TREND 5 Highly Synergistic and Dynamically Adaptive Software/Hardware Consistency for Embodied Intelligence
Embodied intelligent robots require consistent software/hardware co-design. By predefining interface specifications of algorithms during hardware development and embedding physical constraints of hardware into algorithm design, system-level consistency and optimization are achieved through joint simulation and validation.
TREND 6 “Manufactory” of Embodied Intelligent Robots
In the simulation environment, research and development efforts such as natural language interaction, environment generation, robot body design, decision-control algorithms, and software-hardware consistency algorithms are integrated into an organic whole, enabling rapid design and manufacturing of high-quality embodied intelligent robot systems according to specific performance and requirements.
TREND 7 Large-Scale and High-Quality Dataset for Embodied Intelligence
The construction of large-scale and high-quality datasets for embodied intelligence through physical entity collection and simulation synthesis can enhance embodied intelligent robots’ capabilities in morphological optimization, multimodal training efficiency, and cross-scenario policy transfer.
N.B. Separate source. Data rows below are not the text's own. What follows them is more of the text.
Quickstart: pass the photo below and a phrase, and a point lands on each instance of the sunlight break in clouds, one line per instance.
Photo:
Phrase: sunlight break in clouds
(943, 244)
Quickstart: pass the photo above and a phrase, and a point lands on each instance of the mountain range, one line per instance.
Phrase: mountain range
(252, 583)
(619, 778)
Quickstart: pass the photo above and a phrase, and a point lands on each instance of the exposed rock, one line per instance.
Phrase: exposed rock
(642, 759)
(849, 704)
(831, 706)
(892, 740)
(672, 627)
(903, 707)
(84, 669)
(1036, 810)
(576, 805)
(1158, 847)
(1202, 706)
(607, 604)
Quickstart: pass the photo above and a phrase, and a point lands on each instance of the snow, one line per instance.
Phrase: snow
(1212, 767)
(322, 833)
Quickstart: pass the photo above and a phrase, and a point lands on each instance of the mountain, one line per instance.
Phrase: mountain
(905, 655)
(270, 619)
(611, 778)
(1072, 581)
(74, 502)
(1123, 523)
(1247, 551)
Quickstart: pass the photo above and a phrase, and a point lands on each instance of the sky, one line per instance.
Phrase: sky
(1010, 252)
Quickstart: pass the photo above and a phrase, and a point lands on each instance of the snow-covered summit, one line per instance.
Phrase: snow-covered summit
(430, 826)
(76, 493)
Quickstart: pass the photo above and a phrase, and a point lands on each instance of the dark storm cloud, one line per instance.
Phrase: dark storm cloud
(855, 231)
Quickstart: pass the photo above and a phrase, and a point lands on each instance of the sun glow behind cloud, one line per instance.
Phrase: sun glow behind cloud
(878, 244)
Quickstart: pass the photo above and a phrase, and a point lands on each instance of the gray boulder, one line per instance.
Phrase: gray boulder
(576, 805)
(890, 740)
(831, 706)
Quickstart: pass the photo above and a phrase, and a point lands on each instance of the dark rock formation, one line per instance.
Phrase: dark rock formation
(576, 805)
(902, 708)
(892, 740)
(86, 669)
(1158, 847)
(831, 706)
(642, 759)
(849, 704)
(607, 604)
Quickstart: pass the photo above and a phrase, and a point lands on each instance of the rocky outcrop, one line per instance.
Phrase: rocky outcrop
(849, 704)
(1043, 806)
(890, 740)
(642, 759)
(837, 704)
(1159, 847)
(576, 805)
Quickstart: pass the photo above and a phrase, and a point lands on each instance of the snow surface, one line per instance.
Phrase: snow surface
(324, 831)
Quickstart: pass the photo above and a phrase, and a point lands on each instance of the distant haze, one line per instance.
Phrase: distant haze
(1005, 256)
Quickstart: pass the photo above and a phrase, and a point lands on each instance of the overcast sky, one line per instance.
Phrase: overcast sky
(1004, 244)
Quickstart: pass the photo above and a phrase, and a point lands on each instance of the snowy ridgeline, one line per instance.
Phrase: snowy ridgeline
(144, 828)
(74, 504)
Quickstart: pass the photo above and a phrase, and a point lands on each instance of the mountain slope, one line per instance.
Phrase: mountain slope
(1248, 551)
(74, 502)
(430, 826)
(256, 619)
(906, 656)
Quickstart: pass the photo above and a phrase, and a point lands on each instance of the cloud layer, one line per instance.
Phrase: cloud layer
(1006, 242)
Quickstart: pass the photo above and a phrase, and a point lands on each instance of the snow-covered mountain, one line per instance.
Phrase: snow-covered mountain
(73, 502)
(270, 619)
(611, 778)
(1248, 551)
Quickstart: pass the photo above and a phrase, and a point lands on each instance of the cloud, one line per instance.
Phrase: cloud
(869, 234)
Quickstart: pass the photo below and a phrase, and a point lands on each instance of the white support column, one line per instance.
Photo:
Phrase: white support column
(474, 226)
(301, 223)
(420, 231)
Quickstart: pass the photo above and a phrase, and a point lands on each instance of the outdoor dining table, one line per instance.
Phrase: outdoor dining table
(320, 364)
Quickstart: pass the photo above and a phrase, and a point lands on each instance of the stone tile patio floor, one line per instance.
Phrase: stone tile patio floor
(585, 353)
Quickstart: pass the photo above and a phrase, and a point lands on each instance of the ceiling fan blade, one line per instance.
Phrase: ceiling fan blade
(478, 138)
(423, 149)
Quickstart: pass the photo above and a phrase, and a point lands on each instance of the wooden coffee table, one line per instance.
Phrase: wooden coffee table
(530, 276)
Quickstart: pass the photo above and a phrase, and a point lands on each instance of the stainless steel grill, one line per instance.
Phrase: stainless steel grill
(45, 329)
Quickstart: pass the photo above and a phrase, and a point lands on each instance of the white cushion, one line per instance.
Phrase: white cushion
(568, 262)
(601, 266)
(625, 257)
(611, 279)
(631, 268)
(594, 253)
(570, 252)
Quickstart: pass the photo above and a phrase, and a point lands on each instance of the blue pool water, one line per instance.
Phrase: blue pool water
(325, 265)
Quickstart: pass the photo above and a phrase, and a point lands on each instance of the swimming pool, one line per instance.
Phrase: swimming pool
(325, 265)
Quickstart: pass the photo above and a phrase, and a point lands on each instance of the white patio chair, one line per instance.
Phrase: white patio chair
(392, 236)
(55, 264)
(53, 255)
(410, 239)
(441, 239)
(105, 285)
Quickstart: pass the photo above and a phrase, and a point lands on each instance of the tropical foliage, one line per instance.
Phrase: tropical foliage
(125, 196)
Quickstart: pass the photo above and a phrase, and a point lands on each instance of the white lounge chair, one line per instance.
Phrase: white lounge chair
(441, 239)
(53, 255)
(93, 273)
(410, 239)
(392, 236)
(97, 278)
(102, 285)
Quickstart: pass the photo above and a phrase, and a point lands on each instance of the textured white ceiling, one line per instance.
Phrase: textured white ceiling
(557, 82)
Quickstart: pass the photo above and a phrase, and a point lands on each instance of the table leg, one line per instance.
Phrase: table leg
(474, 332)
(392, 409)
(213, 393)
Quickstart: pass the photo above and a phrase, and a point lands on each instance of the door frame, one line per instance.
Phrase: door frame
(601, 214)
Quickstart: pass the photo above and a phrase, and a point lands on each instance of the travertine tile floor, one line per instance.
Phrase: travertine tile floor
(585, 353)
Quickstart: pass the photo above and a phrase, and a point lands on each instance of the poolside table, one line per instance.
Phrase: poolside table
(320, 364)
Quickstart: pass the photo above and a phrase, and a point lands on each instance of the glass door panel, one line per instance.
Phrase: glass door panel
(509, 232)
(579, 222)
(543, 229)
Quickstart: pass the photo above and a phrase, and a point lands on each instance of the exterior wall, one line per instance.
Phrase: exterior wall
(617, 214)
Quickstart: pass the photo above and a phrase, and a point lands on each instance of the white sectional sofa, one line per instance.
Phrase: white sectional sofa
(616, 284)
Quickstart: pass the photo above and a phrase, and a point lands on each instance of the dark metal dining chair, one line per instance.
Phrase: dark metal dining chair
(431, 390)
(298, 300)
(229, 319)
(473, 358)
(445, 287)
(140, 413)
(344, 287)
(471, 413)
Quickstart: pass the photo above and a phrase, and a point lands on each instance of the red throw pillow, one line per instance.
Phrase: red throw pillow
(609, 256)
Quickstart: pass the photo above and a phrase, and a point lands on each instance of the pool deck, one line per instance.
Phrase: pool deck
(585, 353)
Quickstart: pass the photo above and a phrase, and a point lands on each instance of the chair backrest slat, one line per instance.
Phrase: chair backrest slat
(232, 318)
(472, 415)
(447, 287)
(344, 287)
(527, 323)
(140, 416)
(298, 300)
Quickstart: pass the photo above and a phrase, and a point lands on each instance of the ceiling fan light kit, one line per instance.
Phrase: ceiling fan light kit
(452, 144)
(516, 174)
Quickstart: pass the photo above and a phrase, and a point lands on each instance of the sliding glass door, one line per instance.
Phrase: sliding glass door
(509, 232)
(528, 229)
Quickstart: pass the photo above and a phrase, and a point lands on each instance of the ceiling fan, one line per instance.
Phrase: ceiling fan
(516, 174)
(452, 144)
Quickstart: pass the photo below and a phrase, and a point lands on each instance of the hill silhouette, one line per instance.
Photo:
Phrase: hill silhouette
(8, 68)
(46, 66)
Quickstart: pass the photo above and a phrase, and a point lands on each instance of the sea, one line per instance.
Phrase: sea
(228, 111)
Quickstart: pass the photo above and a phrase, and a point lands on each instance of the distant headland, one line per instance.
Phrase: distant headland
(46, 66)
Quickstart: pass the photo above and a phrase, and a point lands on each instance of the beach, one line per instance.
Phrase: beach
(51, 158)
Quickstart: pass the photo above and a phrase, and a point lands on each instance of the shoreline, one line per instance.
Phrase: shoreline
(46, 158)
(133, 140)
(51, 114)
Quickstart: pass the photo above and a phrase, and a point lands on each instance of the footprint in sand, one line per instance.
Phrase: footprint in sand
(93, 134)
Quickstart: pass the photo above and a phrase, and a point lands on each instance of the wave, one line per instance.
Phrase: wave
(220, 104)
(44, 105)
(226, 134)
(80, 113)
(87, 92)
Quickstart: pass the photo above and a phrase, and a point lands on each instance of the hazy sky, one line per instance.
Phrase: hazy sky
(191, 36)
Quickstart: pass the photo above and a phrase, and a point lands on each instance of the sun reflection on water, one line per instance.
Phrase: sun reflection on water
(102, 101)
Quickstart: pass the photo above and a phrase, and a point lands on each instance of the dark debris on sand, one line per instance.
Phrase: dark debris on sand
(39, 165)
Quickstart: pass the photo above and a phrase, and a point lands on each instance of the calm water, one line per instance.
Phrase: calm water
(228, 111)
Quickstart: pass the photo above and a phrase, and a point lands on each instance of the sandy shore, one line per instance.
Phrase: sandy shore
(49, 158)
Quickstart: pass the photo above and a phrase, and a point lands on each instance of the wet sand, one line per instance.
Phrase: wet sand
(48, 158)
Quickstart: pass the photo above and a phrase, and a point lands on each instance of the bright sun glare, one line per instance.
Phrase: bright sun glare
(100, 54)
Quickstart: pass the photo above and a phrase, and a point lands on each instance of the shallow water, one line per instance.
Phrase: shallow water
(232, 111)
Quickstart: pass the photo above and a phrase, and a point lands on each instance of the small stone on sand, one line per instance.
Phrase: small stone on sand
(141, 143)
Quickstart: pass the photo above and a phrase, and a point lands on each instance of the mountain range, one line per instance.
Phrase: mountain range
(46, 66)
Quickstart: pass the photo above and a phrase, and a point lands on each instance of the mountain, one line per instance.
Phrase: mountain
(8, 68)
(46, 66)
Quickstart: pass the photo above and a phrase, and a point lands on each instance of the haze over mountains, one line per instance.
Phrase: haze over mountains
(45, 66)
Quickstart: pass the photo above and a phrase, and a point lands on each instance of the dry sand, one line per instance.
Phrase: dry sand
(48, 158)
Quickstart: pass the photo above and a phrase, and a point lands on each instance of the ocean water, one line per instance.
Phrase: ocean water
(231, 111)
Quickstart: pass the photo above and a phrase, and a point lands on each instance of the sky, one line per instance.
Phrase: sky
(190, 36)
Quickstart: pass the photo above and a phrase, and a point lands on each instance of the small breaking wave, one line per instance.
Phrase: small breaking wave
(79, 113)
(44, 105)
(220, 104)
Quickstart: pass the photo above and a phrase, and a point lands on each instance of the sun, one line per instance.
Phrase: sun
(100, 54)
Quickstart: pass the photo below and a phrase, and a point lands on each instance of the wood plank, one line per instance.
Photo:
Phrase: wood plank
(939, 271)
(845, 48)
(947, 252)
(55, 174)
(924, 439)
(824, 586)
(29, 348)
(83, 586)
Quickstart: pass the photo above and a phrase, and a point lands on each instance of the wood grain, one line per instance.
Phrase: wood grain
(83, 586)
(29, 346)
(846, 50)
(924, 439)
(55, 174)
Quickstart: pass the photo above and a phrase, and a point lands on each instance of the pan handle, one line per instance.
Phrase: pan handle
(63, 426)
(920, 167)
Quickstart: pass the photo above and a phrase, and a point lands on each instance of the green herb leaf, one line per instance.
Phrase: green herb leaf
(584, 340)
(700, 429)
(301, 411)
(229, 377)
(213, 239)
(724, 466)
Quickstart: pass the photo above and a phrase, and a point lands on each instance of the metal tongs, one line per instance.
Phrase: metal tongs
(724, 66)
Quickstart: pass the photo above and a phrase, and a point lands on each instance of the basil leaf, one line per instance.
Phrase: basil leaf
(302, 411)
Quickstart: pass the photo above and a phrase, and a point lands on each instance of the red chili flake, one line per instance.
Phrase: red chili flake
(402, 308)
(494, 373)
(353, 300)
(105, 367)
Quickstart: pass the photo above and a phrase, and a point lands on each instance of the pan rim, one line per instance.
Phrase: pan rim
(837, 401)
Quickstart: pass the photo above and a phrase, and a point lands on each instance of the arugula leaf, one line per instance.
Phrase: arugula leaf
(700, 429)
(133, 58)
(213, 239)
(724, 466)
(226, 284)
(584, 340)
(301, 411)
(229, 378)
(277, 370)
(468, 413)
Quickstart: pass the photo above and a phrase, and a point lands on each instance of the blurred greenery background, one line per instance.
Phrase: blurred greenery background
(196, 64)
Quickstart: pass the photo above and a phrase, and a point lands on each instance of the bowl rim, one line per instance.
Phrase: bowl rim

TREND 8 Advances in Embodied Intelligent Robot Swarms and the Collaboration with Humans
Integrating multi-agent coordination mechanisms to construct embodied intelligent robot swarms, while continuously improving the safety of embodied intelligent agents and their ability to empathize with humans, will facilitate such robots’ entry into human society and realize their integration with humans.
TREND 9 Interdisciplinary Open Community for Embodied Intelligent Robots
The development of embodied intelligent robots requires collaboration across multiple disciplines, such as information sciences, engineering and materials sciences, mathematical and physical sciences, and life sciences. This initiative will bring together experts and scholars worldwide to promote technical discussions in the field of embodied intelligence, and facilitate in-depth integration and collaborative development throughout the industrial chain.
TREND 10 Safety Assessment and Ethical Development for Embodied Intelligent Robots
Through behavior norm verification, decision interpretability analysis, and data security research, a safety assessment framework and ethical norms for embodied intelligent robots will be established to ensure decision reliability and behavioral safety in complex and open environments.